Certainly, the detection portion 4 is provided with a processor electrically connected to the detection head 43 and a signal transmitter electrically connected to the processor. The detection portion 4 summarizes and processes data detected by the detection head 43, converts processed data into an electrical signal, and sends the electrical signal to onshore staff through the signal transmitter.

Finally, a sonar receiver is disposed on a side of the detection portion 4 away from the optical plate 3. The optical plate 3 can only reflect a ray of light and cannot reflect a sound wave. Therefore, the detection head on an upper side of the detection portion 4 is only an optical detection head. During the underwater detection, sonar detection is also required. The sonar receiver for receiving sonar information can be disposed on a lower side of the detection portion 4. Certainly, the sonar receiver is also electrically connected to the processor.

The water surface and underwater detection device in the present disclosure can perform the water surface detection and the underwater detection by using the optical plate that moves up and down and the axially rotating detection portion. A detection plate rotates to change an angle of the detection head, achieving a wide detection range and high efficiency. During the detection, the optical plate is used to guide the water flow, and the positioning groove can also be used to assist in guiding the water flow, thereby reducing interference from a water body during the detection and achieving more accurate detection.

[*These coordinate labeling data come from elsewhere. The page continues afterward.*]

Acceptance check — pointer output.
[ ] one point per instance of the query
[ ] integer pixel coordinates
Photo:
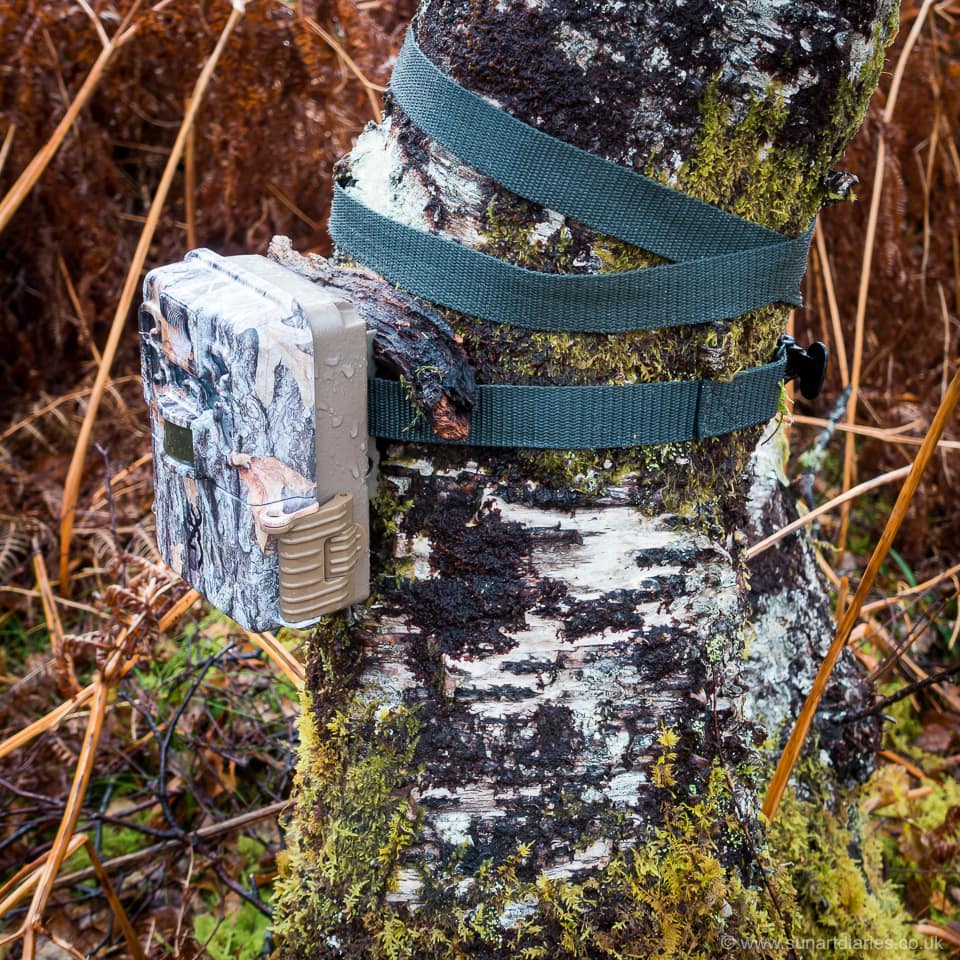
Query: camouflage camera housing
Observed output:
(255, 380)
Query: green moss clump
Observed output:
(354, 818)
(680, 894)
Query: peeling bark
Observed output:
(568, 629)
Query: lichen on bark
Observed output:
(564, 632)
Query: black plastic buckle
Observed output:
(808, 366)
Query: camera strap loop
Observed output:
(722, 267)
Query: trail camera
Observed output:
(256, 383)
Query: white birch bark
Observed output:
(554, 616)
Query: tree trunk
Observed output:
(567, 652)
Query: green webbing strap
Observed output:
(448, 273)
(724, 267)
(572, 418)
(608, 197)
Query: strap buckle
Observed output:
(808, 366)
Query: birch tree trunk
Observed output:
(567, 651)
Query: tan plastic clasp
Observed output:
(319, 548)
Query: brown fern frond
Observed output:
(15, 538)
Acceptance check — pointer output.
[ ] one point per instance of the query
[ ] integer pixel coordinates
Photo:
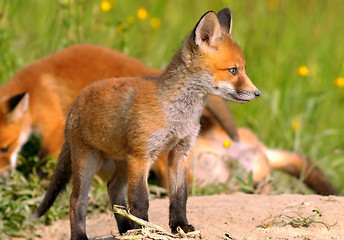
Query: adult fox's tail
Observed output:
(59, 180)
(300, 167)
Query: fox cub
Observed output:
(132, 121)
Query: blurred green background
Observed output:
(294, 52)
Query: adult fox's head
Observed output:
(221, 57)
(14, 128)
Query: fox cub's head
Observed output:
(221, 57)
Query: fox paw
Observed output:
(185, 228)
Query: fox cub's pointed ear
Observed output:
(225, 20)
(207, 30)
(15, 106)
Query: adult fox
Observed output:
(37, 98)
(210, 160)
(132, 121)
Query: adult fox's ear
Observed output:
(207, 30)
(15, 106)
(225, 20)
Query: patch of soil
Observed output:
(239, 214)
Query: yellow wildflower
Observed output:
(339, 82)
(296, 124)
(105, 6)
(120, 28)
(226, 143)
(303, 71)
(155, 22)
(131, 19)
(142, 13)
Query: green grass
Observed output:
(277, 37)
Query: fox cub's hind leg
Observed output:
(177, 174)
(117, 188)
(85, 163)
(138, 169)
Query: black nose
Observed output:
(257, 93)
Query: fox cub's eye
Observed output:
(4, 149)
(233, 71)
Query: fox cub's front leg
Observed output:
(138, 169)
(177, 173)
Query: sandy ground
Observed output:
(239, 214)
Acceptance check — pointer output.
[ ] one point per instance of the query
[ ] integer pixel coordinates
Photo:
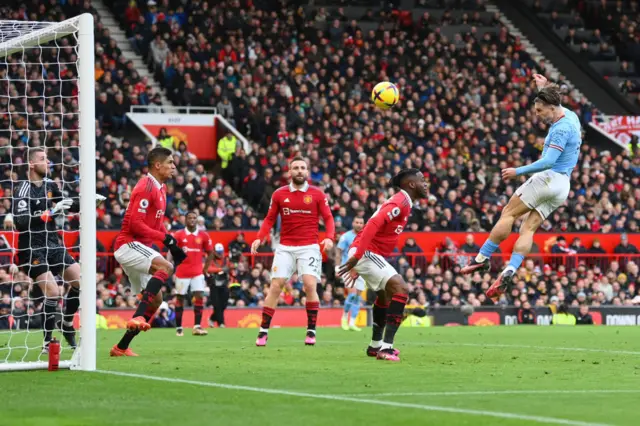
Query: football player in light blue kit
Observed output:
(352, 302)
(543, 192)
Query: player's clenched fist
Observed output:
(254, 246)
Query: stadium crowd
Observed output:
(297, 81)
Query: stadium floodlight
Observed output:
(47, 92)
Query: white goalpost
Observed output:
(47, 94)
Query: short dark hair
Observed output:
(298, 158)
(399, 179)
(158, 154)
(33, 151)
(550, 95)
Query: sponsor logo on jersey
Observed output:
(286, 211)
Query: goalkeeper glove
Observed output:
(176, 252)
(61, 207)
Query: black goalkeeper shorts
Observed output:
(37, 261)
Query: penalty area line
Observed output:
(499, 392)
(435, 408)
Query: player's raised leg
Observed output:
(379, 313)
(520, 251)
(151, 298)
(397, 290)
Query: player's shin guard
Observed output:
(267, 315)
(198, 303)
(50, 310)
(394, 318)
(179, 311)
(71, 304)
(312, 315)
(146, 307)
(379, 321)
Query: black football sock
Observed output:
(379, 320)
(149, 294)
(198, 303)
(50, 310)
(394, 317)
(179, 311)
(71, 305)
(267, 315)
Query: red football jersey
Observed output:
(300, 211)
(144, 219)
(380, 234)
(195, 245)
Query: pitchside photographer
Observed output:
(218, 281)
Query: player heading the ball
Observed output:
(367, 260)
(143, 224)
(300, 207)
(542, 193)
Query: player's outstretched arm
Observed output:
(329, 223)
(267, 224)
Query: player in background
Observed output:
(143, 224)
(367, 259)
(300, 207)
(352, 301)
(542, 193)
(190, 273)
(36, 203)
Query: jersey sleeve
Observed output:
(22, 209)
(272, 216)
(207, 243)
(343, 244)
(139, 204)
(325, 211)
(387, 214)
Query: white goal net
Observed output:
(47, 193)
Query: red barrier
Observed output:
(241, 318)
(428, 241)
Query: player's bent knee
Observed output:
(160, 264)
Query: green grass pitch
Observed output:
(448, 376)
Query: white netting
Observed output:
(39, 115)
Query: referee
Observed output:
(36, 203)
(219, 285)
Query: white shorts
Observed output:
(307, 260)
(195, 284)
(374, 269)
(135, 259)
(545, 192)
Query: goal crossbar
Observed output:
(44, 33)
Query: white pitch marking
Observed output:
(436, 408)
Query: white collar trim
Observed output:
(304, 188)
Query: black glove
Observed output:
(176, 252)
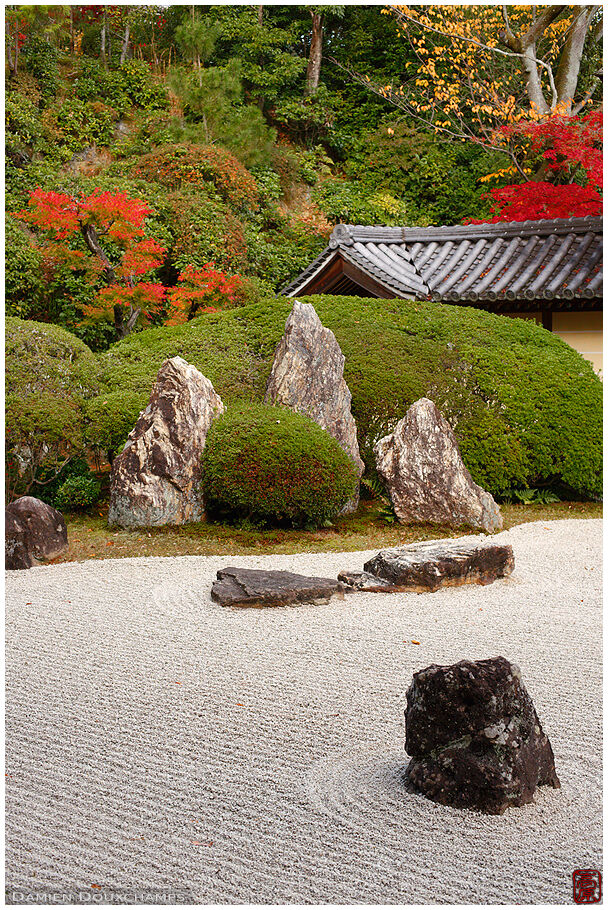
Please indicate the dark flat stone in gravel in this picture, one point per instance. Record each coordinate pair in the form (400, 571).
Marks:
(435, 564)
(475, 738)
(259, 588)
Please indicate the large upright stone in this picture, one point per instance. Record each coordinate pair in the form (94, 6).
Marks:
(308, 376)
(426, 477)
(474, 736)
(156, 478)
(34, 532)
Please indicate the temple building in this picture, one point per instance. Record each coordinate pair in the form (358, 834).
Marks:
(549, 271)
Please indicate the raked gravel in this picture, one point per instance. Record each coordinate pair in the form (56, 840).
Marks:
(161, 747)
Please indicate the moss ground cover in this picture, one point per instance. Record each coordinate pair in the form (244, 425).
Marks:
(90, 538)
(525, 407)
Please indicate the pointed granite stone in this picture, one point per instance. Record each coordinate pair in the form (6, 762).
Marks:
(156, 478)
(308, 376)
(426, 476)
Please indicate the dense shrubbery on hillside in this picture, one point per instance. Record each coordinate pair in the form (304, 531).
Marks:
(270, 465)
(49, 376)
(526, 408)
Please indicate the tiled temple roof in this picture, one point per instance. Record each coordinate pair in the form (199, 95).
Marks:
(526, 260)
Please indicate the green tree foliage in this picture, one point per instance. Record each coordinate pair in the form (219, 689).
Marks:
(23, 281)
(109, 418)
(270, 465)
(269, 68)
(525, 407)
(77, 493)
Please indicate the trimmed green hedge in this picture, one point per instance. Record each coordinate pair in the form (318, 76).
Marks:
(49, 375)
(270, 465)
(526, 408)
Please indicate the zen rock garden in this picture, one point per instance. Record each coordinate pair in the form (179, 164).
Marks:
(155, 480)
(473, 735)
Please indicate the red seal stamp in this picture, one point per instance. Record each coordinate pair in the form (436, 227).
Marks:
(587, 886)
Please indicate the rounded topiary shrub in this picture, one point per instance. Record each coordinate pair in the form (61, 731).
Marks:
(49, 375)
(273, 466)
(77, 493)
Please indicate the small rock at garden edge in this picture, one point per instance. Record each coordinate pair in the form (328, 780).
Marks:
(474, 736)
(34, 532)
(260, 588)
(431, 565)
(308, 376)
(426, 476)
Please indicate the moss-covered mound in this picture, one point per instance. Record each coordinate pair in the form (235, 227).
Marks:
(49, 375)
(525, 407)
(274, 466)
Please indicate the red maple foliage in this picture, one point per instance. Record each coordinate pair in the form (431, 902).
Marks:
(571, 148)
(202, 290)
(91, 218)
(128, 293)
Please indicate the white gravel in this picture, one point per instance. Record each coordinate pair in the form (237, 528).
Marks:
(158, 744)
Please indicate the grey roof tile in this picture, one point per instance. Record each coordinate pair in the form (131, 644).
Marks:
(515, 260)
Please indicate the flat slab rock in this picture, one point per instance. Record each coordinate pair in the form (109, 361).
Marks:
(432, 565)
(474, 736)
(259, 588)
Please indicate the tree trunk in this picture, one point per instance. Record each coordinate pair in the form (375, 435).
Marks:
(102, 50)
(125, 45)
(91, 239)
(570, 60)
(261, 58)
(533, 80)
(313, 70)
(9, 55)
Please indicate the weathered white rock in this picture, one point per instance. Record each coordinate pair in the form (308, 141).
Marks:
(426, 476)
(156, 478)
(308, 376)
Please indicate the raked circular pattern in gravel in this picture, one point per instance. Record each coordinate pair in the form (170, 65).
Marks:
(158, 744)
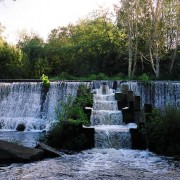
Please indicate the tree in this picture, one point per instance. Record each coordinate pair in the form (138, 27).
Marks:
(33, 48)
(152, 28)
(90, 46)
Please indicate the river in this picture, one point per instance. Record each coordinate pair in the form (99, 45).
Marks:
(96, 164)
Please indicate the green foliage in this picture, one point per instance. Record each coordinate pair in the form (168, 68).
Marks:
(163, 132)
(70, 115)
(45, 80)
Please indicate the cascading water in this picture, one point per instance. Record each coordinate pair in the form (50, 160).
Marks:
(107, 120)
(157, 93)
(24, 103)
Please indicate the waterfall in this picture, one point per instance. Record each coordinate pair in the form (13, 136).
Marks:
(107, 120)
(157, 93)
(26, 103)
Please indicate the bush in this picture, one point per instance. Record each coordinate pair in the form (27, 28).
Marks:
(67, 132)
(163, 131)
(45, 80)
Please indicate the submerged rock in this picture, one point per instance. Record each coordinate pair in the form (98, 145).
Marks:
(12, 153)
(48, 151)
(20, 127)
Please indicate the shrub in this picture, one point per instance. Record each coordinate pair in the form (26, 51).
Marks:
(163, 131)
(45, 80)
(67, 132)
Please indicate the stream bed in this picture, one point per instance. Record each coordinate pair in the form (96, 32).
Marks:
(96, 164)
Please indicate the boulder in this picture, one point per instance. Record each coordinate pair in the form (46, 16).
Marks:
(12, 153)
(20, 127)
(48, 151)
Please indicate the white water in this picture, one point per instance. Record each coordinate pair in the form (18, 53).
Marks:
(107, 121)
(157, 93)
(22, 103)
(95, 164)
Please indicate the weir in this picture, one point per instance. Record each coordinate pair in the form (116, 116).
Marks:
(107, 120)
(27, 103)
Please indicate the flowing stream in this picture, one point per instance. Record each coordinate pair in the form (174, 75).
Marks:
(112, 157)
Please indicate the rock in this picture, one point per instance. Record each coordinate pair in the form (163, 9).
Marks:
(12, 153)
(20, 127)
(48, 151)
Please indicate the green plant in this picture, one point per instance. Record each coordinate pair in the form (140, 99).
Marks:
(70, 115)
(45, 80)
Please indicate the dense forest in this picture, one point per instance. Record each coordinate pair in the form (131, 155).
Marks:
(143, 39)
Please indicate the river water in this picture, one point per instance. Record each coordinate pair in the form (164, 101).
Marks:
(96, 164)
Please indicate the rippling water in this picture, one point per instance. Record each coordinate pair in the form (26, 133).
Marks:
(95, 164)
(25, 138)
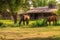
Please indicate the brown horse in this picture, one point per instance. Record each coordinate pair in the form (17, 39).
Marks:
(24, 18)
(52, 18)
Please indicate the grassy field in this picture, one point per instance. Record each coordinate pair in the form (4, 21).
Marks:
(27, 33)
(42, 33)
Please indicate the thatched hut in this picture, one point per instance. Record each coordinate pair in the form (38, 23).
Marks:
(39, 12)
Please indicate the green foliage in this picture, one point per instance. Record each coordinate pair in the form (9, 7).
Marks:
(39, 23)
(1, 23)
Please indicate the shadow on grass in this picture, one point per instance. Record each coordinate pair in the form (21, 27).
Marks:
(37, 38)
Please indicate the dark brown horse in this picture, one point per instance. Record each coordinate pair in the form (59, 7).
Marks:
(24, 18)
(52, 18)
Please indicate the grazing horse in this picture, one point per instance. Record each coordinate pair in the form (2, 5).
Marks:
(24, 18)
(52, 18)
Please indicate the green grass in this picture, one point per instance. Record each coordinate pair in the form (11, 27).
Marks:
(25, 32)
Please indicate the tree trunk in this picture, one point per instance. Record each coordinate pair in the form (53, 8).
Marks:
(14, 17)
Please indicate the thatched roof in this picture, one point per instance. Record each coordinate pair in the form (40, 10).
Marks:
(42, 9)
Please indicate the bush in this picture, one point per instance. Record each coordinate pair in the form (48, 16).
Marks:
(39, 23)
(1, 23)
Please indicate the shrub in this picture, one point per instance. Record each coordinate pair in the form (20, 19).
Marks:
(39, 23)
(1, 23)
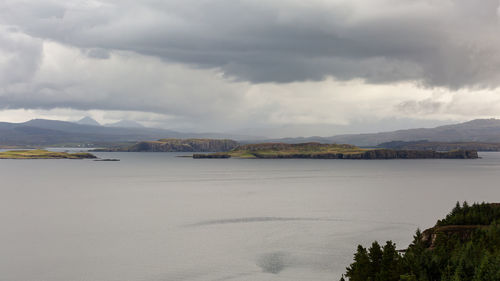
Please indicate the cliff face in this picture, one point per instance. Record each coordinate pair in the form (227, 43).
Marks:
(380, 154)
(183, 145)
(440, 146)
(335, 151)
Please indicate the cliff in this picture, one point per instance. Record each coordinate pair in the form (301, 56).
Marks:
(179, 145)
(333, 151)
(440, 146)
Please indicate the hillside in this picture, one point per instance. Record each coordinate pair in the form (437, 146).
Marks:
(178, 145)
(480, 130)
(463, 246)
(440, 146)
(44, 154)
(314, 150)
(54, 132)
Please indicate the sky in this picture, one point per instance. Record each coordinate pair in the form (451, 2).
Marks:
(263, 67)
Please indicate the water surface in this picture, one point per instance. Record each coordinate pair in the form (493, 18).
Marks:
(154, 216)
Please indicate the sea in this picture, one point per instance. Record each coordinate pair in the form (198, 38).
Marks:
(161, 217)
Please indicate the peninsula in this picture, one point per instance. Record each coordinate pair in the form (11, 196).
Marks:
(462, 246)
(176, 145)
(313, 150)
(44, 154)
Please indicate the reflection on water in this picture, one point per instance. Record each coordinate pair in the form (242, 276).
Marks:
(154, 216)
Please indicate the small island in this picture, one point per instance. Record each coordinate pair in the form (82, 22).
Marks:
(175, 145)
(313, 150)
(44, 154)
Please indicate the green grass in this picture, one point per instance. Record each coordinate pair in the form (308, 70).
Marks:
(250, 151)
(43, 154)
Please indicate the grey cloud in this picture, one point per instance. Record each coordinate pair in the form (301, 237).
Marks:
(424, 107)
(97, 53)
(435, 43)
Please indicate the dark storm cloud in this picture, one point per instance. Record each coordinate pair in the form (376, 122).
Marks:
(436, 43)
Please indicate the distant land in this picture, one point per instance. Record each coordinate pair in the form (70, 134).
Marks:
(177, 145)
(440, 146)
(479, 130)
(41, 132)
(315, 150)
(88, 132)
(44, 154)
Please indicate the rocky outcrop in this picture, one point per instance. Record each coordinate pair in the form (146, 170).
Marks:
(211, 156)
(379, 154)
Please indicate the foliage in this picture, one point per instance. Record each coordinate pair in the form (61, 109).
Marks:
(456, 253)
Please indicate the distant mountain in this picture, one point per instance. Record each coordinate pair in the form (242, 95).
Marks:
(479, 130)
(54, 132)
(440, 146)
(125, 124)
(178, 145)
(88, 121)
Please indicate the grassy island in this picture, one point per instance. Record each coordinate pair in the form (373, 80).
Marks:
(44, 154)
(314, 150)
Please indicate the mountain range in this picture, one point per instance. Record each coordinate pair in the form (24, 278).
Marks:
(54, 132)
(478, 130)
(89, 131)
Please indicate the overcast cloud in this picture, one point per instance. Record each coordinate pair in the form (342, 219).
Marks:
(228, 65)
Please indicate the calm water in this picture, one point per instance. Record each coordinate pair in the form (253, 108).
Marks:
(154, 216)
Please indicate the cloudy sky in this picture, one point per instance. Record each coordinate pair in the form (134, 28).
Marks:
(265, 67)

Described above are merely exemplary embodiments of the present disclosure, which cannot be construed as a limitation on the scope of the present disclosure. Any equivalent changes and modifications made in accordance with the teachings of the present disclosure still fall within the scope of the present disclosure. A person skilled in the art can easily think of other implementation solutions of the present disclosure after considering the specification and practicing the disclosure herein. The present disclosure is intended to cover any variations, purposes, or adaptive changes of the present disclosure. Such variations, purposes, or adaptive changes follow the general principle of the present disclosure and include common knowledge or conventional technical means in the technical field which is not disclosed in the present disclosure. The specification and embodiments are merely considered as illustrative, and the scope and spirit of the present disclosure are defined by the claims.